So sehr Deschner auch am Sinn des Lebens und dem Gedanken an die Ewigkeit zweifelte, es hielt ihn nicht davon ab, von "heute auf morgen seine Pflicht zu tun", wie er sagte. Und diese Pflicht bestand für ihn darin, unermüdlich gegen die Kirche zu schreiben, die Jesus, auf den sie sich berufe, spätestens seit dem 4. Jahrhundert fortgesetzt verraten habe.
Über 5000 Seiten mit Verfehlungen der Kirche
Sein Kampf gegen die christlichen Kirchen, Konfessionen und Sekten gipfelte in der "Kriminalgeschichte des Christentums", einem zehnbändigen und über 5000 Seiten starken Werk, in dem Deschner datailiert beschreibt, was er als Verfehlungen der Kirche und ihrer Repräsentanten erkannt hatte. Band 1 über die Frühzeit erschien 1986, den letzten Band konnte der Schriftsteller und Historiker 2013, wenige Monate vor seinem Tod – Deschner starb 89-jährig am 8. April 2014 in Haßfurt – fertigstellen. Er reicht bis ins 18. Jahrhundert hinein.
Zur Welt kam Deschner am 23. Mai 1924 in Bamberg. Nach schulischen Stationen in Trossenfurt und Dettelbach legte er hier 1942 auch die Reifeprüfung ab, ehe er als Soldat bis zur Kapitulation Nazi-Deutschlands am Zweiten Weltkrieg teilnahm. Er studierte in Bamberg und Würzburg Neue Deutsche Literaturwissenschaft, Geschichte und Philosophie und promovierte schließlich 1951 mit einer Arbeit über den österreichischen Lyriker Nikolaus Lenau. Er habe auch ein paar Semester Theologie studiert, "einfach aus Interesse", erklärte Deschner der Redaktion vor Jahren. "Ich war gläubiger Christ, solange ich nicht gedacht, sondern – was man ja aus bösem Grund soll – geglaubt habe." Das änderte sich für ihn vor allem durch die Beschäftigung mit den Philosophen Kant, Schopenhauer und Nietzsche.

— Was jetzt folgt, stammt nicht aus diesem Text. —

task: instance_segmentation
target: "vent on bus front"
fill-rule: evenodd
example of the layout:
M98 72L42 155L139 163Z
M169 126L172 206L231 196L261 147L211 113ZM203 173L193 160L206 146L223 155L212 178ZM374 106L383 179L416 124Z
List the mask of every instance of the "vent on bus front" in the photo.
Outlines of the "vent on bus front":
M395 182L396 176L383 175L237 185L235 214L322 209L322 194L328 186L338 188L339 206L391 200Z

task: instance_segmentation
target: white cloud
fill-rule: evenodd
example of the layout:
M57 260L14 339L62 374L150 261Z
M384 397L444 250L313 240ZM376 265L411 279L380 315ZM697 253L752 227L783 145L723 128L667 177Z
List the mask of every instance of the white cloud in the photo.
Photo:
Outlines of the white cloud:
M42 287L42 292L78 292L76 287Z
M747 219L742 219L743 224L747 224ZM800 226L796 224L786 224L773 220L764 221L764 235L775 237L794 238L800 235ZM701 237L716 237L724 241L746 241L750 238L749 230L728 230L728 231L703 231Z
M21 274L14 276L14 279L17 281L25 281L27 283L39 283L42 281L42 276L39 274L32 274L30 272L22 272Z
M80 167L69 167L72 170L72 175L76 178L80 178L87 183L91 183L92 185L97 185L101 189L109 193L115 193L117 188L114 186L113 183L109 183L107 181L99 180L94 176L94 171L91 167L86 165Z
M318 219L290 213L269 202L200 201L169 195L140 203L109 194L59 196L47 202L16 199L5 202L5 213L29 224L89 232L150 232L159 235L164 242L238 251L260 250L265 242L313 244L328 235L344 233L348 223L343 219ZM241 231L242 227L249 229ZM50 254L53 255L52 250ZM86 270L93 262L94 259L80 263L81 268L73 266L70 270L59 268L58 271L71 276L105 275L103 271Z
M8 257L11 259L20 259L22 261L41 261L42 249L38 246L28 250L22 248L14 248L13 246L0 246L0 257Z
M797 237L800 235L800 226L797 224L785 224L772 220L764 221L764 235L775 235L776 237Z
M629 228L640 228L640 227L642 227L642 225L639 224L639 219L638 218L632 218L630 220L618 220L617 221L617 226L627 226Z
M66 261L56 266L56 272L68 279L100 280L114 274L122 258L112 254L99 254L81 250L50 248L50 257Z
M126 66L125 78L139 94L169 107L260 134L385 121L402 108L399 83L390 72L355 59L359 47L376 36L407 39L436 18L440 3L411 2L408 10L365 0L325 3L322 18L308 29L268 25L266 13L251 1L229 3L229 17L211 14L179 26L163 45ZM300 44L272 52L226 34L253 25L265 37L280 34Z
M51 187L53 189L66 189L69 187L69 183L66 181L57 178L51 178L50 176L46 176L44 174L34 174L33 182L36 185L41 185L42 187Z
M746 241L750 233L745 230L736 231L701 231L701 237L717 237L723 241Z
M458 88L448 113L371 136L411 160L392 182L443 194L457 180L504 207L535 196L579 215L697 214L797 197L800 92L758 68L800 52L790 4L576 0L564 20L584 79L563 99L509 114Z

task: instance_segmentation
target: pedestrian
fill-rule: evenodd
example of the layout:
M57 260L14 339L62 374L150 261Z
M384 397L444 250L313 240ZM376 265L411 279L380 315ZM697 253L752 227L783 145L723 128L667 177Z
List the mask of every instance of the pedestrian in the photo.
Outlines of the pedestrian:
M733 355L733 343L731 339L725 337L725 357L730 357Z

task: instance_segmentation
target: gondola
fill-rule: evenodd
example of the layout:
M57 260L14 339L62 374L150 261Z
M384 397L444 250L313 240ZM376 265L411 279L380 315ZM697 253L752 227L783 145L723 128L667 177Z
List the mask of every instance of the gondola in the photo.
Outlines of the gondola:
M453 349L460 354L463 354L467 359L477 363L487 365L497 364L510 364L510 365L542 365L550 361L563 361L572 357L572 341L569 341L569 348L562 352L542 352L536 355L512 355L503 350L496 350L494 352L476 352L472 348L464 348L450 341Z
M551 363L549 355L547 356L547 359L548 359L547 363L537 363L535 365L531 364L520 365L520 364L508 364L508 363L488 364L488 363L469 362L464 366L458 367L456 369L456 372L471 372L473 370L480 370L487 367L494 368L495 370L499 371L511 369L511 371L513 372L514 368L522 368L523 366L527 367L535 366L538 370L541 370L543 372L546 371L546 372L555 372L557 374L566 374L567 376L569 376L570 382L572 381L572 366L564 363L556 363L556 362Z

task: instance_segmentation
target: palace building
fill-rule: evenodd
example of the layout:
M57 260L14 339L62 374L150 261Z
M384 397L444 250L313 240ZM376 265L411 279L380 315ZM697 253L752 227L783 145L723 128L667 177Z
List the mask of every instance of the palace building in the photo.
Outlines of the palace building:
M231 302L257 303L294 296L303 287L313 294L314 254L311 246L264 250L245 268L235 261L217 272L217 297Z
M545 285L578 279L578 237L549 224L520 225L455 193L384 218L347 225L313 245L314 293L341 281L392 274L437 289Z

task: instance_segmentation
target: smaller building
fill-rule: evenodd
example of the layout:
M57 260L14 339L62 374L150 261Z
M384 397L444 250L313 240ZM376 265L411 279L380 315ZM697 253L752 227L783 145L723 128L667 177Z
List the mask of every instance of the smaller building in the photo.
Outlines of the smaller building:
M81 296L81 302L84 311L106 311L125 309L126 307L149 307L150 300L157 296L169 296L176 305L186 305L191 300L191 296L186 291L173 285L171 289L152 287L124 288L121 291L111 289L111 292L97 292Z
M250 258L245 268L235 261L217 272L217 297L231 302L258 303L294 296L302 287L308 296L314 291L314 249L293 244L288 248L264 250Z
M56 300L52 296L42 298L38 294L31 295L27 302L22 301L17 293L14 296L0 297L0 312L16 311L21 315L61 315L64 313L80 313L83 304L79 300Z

Als Atheist, als Person also, die die Existenz Gottes oder eines göttlichen Wesens bestreitet, bezeichnete sich Karlheinz Deschner nicht. Vielmehr beschrieb er sich selbst als Agnostiker, als jemand, der die großen Welträtsel und metaphysischen Fragen, vor allem die nach einem Gott oder der Unsterblichkeit der Seele, offen lasse. "Weil der Mensch darüber nichts wissen kann", erklärte Deschner, und wer etwas anderes behaupte, der lüge von vornherein.
Das erste Mal Ärger mit der Kirche – oder sie mit ihm – bekam Deschner, nachdem er 1951 eine geschiedene Frau geheiratet hatte. Der Würzburger Bischof Julius Döpfner verhängte daraufhin öffentlich die Exkommunikation über das Paar. Bis zu diesem Zeitpunkt hatte der nun Exkommunizierte nichts Kirchen- oder Religionskritisches veröffentlicht.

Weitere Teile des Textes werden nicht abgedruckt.